Which actor springs to mind first when you think of the 1998 World War II epic Saving Private Ryan? While stars like Tom Hanks, Vin Diesel, and Tom Sizemore make up the main cast, actors like Paul Giamatti, Ted Danson, and even Nathan Fillion make brief appearances. There’s a good chance Robin Williams’ name isn’t one of the ones that springs to mind, and yet if it weren’t for the late actor and comedian, the eponymous lost soldier would have been played by someone else.
Earlier in September, GQ posted a video with Matt Damon as part of their series in which famous actors talk about their most well known roles; sometimes saying how they got the respective parts or just sharing interesting anecdotes. Damon starts off discussing the Oscar-winning film he co-wrote with Ben Affleck and starred in with both Affleck and Robin Williams, Good Will Hunting. Next up is Saving Private Ryan, in which Matt Damon starred thanks to one of his lesser known roles, luck, and the intervention of Robin Williams. You can watch the video in its entirety below.
Damon explains that he, Affleck, and Robin Williams happened to be in Boston rehearsing for Good Will Hunting at the same time Steven Spielberg was in town filming one of Anthony Hopkins’ scenes for another historical epic — 1997’s Amistad. Williams made a point to bring Damon and Affleck to the set and introduce them to Spielberg. Damon said he had, in fact, read for Saving Private Ryan but hadn’t gotten the part. While Damon wasn’t yet the superstar he is now, Spielberg recognized him from his role as Specialist Andrew Ilario — a heroin addict — in the 1996 war movie Courage Under Fire. Damon lost a tremendous amount of weight for the role, and Spielberg told the actor he had commented while watching the movie that Damon seemed like the perfect actor to play Private Ryan, except he was too skinny. The rest, as the saying goes, is history.
Earlier in the video, Damon talks about how it was Robin Williams’ involvement in Good Will Hunting that got the film greenlit. He also added that the very last line of the film — Williams saying, “Sonofabitch. He stole my line.” — was completely improvised. In the script, Williams’ character reads Damon’s goodbye letter and absorbs it in silence. Damon recalled that when Williams added the line himself, he grabbed director Gus Van Sant and shook him with excitement because they “knew that was it the second he said it.”

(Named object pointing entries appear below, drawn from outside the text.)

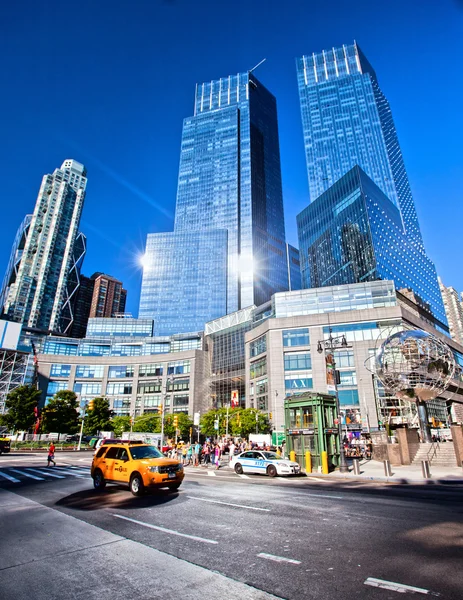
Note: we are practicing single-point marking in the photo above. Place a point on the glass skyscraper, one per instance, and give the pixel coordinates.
(353, 233)
(229, 180)
(347, 121)
(48, 271)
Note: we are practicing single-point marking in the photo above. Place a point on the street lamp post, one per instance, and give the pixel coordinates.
(331, 344)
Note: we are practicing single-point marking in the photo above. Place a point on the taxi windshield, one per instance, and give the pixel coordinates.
(145, 452)
(271, 455)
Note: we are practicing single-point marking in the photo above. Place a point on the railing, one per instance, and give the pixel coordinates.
(433, 451)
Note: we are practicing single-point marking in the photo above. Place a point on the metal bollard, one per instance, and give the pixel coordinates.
(324, 457)
(425, 469)
(308, 462)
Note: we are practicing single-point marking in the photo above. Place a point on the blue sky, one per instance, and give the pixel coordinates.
(109, 83)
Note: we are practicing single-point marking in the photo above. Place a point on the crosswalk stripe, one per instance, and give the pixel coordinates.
(13, 479)
(27, 474)
(46, 473)
(61, 470)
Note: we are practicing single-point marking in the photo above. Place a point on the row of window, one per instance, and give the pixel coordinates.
(120, 371)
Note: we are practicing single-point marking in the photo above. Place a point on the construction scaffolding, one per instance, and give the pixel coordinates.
(16, 368)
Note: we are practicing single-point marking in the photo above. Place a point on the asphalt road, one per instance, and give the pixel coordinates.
(231, 536)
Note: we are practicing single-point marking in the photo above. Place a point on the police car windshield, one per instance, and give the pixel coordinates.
(271, 455)
(145, 452)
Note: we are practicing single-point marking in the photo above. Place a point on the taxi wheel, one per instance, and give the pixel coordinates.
(136, 485)
(98, 480)
(271, 470)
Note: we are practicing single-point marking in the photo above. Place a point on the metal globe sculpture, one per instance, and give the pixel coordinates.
(415, 365)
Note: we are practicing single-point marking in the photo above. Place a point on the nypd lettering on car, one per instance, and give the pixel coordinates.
(266, 463)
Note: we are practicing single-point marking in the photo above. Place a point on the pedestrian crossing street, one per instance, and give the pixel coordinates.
(36, 473)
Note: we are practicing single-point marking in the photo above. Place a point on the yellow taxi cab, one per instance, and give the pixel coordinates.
(140, 466)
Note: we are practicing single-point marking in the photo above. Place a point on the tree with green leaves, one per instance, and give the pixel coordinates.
(184, 424)
(21, 404)
(147, 423)
(60, 414)
(99, 418)
(119, 424)
(241, 422)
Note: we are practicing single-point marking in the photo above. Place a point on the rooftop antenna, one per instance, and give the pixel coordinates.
(258, 65)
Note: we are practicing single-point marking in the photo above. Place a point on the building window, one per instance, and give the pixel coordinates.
(296, 361)
(348, 397)
(56, 386)
(90, 371)
(178, 368)
(150, 387)
(296, 337)
(258, 346)
(60, 370)
(153, 370)
(348, 378)
(87, 389)
(258, 368)
(113, 389)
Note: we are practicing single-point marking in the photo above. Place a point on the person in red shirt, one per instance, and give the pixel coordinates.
(51, 455)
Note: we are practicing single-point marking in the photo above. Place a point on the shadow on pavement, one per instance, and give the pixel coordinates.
(115, 497)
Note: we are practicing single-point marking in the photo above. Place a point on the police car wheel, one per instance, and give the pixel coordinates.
(136, 485)
(98, 480)
(271, 470)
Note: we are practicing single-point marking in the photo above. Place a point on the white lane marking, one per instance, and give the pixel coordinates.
(73, 473)
(397, 587)
(46, 473)
(13, 479)
(279, 558)
(171, 531)
(27, 474)
(229, 504)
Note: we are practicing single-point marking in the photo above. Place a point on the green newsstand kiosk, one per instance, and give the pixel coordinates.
(310, 424)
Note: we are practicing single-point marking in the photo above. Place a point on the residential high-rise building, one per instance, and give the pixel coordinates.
(347, 121)
(41, 294)
(353, 233)
(453, 310)
(15, 259)
(229, 180)
(109, 297)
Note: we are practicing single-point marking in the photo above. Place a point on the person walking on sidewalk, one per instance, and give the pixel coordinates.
(51, 455)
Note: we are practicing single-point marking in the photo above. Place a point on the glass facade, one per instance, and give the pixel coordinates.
(353, 233)
(230, 184)
(347, 121)
(184, 280)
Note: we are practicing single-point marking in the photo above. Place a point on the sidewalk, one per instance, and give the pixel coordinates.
(374, 471)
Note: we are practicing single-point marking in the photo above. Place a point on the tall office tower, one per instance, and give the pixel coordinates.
(41, 292)
(15, 259)
(229, 180)
(109, 297)
(453, 310)
(353, 233)
(347, 121)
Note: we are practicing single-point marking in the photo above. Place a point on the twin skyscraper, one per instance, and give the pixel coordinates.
(228, 249)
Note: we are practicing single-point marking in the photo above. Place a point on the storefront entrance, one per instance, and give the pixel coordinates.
(310, 426)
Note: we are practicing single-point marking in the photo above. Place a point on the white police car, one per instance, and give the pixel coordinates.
(261, 461)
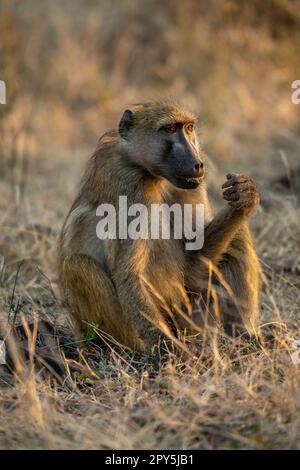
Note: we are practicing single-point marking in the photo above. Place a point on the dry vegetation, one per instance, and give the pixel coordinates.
(70, 67)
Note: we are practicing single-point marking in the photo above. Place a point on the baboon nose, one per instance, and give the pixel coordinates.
(199, 169)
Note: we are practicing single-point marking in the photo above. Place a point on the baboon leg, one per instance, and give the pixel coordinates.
(236, 283)
(91, 298)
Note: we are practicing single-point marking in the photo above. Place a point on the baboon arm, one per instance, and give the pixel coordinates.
(218, 235)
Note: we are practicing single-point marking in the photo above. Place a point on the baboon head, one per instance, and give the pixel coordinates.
(161, 138)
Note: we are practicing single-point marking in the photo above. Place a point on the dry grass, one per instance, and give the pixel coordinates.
(234, 393)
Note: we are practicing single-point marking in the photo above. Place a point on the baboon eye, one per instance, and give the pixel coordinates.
(171, 128)
(189, 128)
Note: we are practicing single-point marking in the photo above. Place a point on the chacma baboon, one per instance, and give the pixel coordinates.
(131, 288)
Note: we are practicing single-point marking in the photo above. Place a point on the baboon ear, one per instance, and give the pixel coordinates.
(126, 123)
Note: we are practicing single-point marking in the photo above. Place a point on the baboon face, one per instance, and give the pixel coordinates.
(162, 139)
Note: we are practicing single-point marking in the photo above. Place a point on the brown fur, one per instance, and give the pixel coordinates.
(129, 288)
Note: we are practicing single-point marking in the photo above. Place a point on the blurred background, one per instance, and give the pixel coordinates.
(71, 68)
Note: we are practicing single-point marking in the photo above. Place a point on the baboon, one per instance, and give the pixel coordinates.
(135, 289)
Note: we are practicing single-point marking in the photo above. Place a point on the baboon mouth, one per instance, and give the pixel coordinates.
(188, 182)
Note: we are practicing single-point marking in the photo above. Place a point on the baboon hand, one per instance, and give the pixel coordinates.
(241, 192)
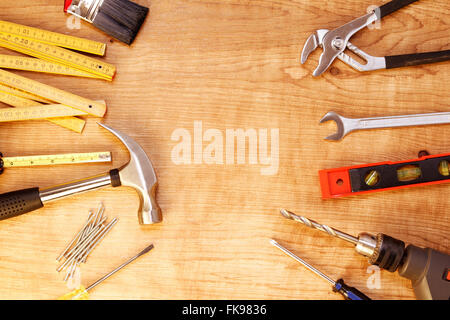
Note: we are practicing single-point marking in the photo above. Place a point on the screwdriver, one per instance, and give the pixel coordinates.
(349, 293)
(428, 269)
(82, 293)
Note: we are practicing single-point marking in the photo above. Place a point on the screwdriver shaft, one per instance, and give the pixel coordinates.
(150, 247)
(303, 262)
(322, 227)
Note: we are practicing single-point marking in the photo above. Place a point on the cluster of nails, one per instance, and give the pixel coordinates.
(84, 242)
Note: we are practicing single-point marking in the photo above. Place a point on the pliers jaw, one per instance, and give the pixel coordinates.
(334, 43)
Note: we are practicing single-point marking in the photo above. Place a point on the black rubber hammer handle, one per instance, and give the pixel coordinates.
(393, 6)
(15, 203)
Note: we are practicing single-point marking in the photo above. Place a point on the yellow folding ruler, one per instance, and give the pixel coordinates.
(59, 55)
(54, 159)
(53, 94)
(38, 65)
(54, 38)
(23, 94)
(44, 111)
(72, 123)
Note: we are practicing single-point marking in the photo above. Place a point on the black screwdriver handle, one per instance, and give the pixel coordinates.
(350, 293)
(15, 203)
(393, 6)
(415, 59)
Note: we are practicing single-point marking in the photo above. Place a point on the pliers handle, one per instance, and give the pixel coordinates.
(334, 43)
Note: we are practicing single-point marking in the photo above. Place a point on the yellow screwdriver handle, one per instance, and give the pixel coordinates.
(78, 294)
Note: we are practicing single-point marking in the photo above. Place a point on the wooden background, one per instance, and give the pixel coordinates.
(232, 64)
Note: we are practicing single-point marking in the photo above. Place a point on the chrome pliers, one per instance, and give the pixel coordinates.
(334, 43)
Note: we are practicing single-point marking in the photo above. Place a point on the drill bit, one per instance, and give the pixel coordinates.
(313, 224)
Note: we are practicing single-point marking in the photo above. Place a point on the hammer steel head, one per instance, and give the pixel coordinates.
(138, 173)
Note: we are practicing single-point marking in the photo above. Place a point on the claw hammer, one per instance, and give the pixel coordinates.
(138, 173)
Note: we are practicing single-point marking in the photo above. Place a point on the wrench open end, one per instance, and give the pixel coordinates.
(333, 116)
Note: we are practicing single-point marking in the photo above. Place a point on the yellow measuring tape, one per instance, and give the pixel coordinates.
(38, 65)
(56, 54)
(54, 38)
(72, 123)
(51, 93)
(55, 159)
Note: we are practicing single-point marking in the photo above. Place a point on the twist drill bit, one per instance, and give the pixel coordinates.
(382, 250)
(313, 224)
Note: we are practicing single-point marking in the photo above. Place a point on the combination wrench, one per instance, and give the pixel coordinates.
(347, 125)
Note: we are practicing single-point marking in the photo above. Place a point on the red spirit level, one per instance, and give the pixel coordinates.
(425, 170)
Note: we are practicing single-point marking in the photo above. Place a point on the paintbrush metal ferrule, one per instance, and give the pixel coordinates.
(85, 9)
(121, 19)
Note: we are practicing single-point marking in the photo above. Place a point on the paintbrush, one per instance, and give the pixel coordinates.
(121, 19)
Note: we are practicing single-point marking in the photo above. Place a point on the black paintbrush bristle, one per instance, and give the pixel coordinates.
(121, 19)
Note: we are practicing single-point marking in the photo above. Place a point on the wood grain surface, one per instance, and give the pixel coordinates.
(232, 64)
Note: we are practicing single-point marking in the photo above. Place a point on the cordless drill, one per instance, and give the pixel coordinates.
(428, 269)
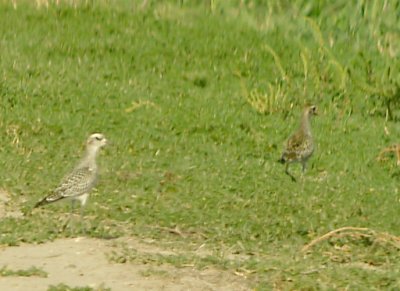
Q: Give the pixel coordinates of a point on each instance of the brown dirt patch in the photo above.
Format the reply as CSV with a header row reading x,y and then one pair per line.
x,y
83,262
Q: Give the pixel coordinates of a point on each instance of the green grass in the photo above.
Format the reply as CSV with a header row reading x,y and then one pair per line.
x,y
172,86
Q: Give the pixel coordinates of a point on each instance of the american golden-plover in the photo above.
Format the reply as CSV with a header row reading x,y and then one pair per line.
x,y
300,145
78,184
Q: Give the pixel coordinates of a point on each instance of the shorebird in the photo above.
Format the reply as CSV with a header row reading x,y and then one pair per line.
x,y
77,185
300,145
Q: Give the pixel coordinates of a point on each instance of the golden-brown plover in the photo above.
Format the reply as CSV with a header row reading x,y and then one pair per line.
x,y
300,145
78,184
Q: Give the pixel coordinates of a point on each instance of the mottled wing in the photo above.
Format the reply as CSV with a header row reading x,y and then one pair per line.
x,y
80,181
297,146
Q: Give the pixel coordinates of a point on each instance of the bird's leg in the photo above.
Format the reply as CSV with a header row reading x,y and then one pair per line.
x,y
304,166
287,173
71,214
83,227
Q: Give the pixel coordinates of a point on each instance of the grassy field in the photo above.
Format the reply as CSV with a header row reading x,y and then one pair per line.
x,y
198,100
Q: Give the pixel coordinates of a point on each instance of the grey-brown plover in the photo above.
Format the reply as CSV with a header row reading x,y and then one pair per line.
x,y
300,145
78,184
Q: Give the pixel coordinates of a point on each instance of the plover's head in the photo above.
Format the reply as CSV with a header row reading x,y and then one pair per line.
x,y
311,110
96,140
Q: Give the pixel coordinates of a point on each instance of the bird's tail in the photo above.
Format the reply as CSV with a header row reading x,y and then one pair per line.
x,y
41,203
282,160
49,199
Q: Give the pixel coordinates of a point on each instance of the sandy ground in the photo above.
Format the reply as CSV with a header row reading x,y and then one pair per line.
x,y
82,262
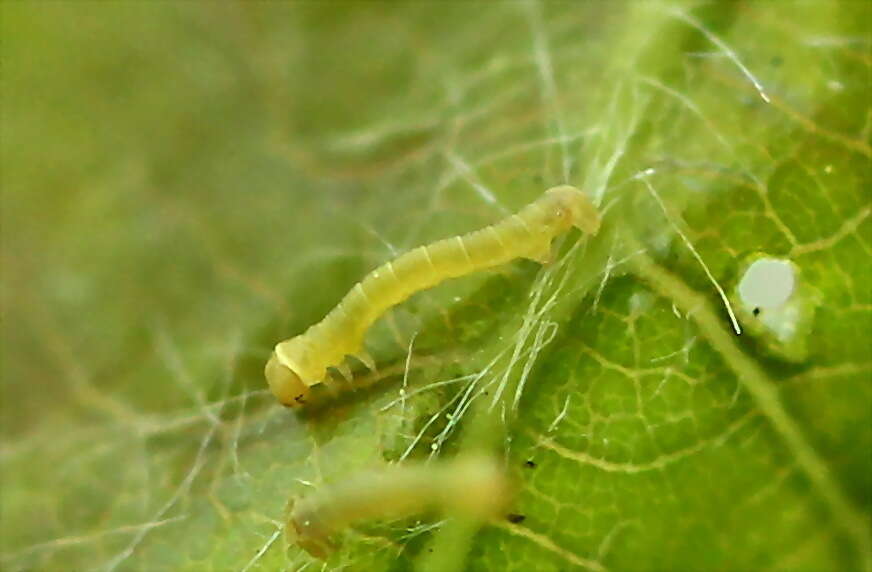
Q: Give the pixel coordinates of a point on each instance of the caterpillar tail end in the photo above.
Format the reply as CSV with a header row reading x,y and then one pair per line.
x,y
286,385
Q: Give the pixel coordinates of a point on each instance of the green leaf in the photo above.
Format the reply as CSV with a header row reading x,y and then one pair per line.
x,y
184,185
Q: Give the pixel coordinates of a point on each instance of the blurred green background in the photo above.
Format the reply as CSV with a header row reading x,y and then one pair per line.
x,y
185,184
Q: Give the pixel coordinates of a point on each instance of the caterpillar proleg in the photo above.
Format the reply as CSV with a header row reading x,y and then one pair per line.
x,y
474,487
301,362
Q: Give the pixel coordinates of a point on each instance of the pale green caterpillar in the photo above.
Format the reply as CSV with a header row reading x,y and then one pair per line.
x,y
475,487
301,362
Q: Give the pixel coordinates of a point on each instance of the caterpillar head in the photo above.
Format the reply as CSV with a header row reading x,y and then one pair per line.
x,y
583,212
286,385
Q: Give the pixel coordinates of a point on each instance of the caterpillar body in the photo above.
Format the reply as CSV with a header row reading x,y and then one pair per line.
x,y
301,362
475,487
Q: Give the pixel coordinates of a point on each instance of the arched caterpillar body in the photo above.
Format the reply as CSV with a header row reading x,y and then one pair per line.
x,y
302,361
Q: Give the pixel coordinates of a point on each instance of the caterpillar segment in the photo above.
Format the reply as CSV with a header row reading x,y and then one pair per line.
x,y
301,362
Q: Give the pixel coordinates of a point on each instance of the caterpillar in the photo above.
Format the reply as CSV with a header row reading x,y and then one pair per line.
x,y
301,362
475,487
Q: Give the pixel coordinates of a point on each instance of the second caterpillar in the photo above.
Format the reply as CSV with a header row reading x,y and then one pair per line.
x,y
301,362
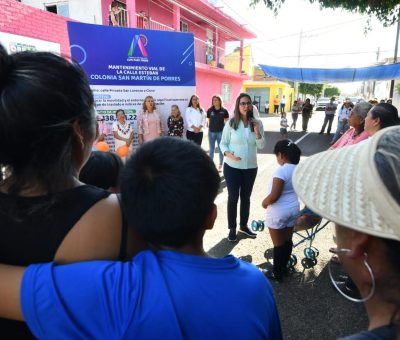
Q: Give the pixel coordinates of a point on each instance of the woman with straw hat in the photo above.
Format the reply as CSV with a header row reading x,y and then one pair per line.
x,y
366,220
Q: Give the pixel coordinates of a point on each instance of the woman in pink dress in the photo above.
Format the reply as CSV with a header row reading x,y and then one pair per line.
x,y
149,121
356,133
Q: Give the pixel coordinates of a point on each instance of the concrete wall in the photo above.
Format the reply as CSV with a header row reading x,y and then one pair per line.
x,y
21,19
209,84
88,11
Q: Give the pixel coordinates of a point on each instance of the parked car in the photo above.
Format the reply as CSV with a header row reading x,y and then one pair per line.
x,y
320,105
355,100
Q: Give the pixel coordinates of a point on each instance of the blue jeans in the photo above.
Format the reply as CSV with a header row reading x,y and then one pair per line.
x,y
212,138
328,120
239,182
341,129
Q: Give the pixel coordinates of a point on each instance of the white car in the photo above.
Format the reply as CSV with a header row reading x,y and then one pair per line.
x,y
321,103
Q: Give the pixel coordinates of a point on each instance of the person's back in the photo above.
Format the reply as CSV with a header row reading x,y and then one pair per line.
x,y
174,292
46,133
164,294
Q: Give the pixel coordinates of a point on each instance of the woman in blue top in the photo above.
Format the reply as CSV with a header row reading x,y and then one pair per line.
x,y
241,137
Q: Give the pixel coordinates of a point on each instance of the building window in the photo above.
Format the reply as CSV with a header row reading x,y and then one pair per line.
x,y
184,26
60,9
226,92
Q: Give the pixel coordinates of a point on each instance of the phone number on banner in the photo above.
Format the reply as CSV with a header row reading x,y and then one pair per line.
x,y
113,118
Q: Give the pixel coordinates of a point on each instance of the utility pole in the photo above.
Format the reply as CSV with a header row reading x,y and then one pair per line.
x,y
374,82
395,55
296,84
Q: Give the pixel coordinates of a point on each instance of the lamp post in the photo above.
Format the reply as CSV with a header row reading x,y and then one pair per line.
x,y
395,55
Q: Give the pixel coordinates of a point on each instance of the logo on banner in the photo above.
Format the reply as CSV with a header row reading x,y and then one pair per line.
x,y
137,50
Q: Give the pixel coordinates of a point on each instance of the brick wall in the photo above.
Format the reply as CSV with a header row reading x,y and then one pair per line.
x,y
20,19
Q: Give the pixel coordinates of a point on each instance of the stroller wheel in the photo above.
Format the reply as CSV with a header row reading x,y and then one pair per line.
x,y
308,263
292,261
309,253
257,225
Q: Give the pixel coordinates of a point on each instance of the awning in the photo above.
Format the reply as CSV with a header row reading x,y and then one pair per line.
x,y
329,75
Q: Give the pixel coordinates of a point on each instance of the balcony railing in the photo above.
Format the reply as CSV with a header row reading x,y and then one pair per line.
x,y
204,53
141,22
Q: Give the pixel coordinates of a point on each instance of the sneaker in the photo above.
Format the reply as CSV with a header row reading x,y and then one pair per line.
x,y
270,275
232,235
247,231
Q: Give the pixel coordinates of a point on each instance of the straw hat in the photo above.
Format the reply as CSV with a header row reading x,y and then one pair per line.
x,y
344,186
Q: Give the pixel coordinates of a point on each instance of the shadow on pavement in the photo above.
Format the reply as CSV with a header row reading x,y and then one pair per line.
x,y
311,144
309,305
224,247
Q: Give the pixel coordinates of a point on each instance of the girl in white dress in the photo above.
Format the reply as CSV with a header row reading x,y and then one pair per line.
x,y
282,206
122,130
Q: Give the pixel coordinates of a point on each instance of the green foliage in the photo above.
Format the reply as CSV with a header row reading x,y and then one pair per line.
x,y
386,11
312,89
331,91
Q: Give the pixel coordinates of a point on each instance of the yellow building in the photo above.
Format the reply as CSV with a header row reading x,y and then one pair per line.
x,y
265,91
262,89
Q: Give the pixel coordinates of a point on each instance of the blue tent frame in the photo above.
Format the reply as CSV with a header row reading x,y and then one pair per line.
x,y
329,75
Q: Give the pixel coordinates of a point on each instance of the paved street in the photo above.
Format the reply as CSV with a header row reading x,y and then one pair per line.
x,y
309,306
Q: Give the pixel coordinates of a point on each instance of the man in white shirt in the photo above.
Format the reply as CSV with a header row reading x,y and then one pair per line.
x,y
329,115
343,121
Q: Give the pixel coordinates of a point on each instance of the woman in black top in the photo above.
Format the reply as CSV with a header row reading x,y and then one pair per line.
x,y
306,112
47,130
217,116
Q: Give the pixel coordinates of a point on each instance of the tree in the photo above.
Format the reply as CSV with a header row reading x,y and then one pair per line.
x,y
313,89
386,11
331,91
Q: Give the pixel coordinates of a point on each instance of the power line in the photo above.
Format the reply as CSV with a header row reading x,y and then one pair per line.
x,y
327,54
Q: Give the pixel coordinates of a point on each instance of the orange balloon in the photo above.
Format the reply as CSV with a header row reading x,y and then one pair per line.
x,y
122,151
102,146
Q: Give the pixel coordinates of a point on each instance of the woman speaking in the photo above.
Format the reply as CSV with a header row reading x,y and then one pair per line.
x,y
241,137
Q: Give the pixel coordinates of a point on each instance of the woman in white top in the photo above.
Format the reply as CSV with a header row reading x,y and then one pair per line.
x,y
195,120
122,130
282,206
149,121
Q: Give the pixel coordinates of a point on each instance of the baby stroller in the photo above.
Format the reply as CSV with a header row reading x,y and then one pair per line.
x,y
307,226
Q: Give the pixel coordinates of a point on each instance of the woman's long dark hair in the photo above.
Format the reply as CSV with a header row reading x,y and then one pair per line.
x,y
234,122
190,102
42,96
387,114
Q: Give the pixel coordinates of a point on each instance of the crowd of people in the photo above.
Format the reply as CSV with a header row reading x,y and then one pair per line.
x,y
119,253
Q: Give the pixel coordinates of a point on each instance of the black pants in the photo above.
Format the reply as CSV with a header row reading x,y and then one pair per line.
x,y
239,182
306,117
195,137
294,118
328,119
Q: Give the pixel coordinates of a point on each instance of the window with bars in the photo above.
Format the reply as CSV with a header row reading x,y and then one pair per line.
x,y
61,8
184,26
226,92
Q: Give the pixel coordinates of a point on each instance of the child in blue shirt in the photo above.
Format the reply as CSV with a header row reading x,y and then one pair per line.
x,y
173,291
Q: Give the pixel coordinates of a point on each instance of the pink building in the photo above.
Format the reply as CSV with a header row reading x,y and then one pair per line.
x,y
211,27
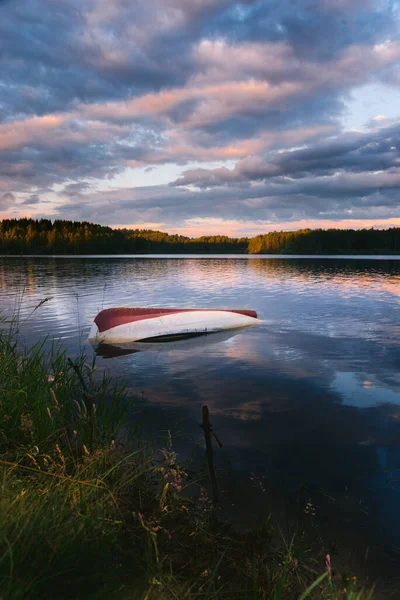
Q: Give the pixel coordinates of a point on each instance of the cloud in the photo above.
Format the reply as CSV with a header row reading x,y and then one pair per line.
x,y
91,89
350,153
6,200
33,199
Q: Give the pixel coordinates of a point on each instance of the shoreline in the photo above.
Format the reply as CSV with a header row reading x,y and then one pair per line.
x,y
63,460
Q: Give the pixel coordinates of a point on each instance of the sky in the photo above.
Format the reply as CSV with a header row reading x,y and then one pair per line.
x,y
201,116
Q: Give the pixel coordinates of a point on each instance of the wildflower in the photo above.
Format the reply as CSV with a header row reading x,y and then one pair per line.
x,y
54,399
328,563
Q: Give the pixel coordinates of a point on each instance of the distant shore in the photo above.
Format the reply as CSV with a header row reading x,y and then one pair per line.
x,y
46,237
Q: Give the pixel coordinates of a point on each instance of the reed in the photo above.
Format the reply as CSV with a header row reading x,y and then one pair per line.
x,y
88,509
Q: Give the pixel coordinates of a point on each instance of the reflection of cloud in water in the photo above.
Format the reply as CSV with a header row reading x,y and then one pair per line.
x,y
363,393
292,398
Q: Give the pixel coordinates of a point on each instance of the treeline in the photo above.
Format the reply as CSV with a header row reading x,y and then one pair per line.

If there’s one thing that’s become clear about the late Robin Williams in the years following his death, it’s that he was an actor who wanted to lift up other actors. Along with going out of his way to introduce Damon and Affleck to Steven Spielberg, he also changed the career trajectory of his Dead Poets Society co-star Ethan Hawke. In August, Hawke shared that it was Williams who introduced Hawke to his first agent, even though the younger, brooding actor was annoyed at the time by the comedian’s on-set antics. Hawke added that he thought the feeling was mutual, though clearly Williams saw more than he realized.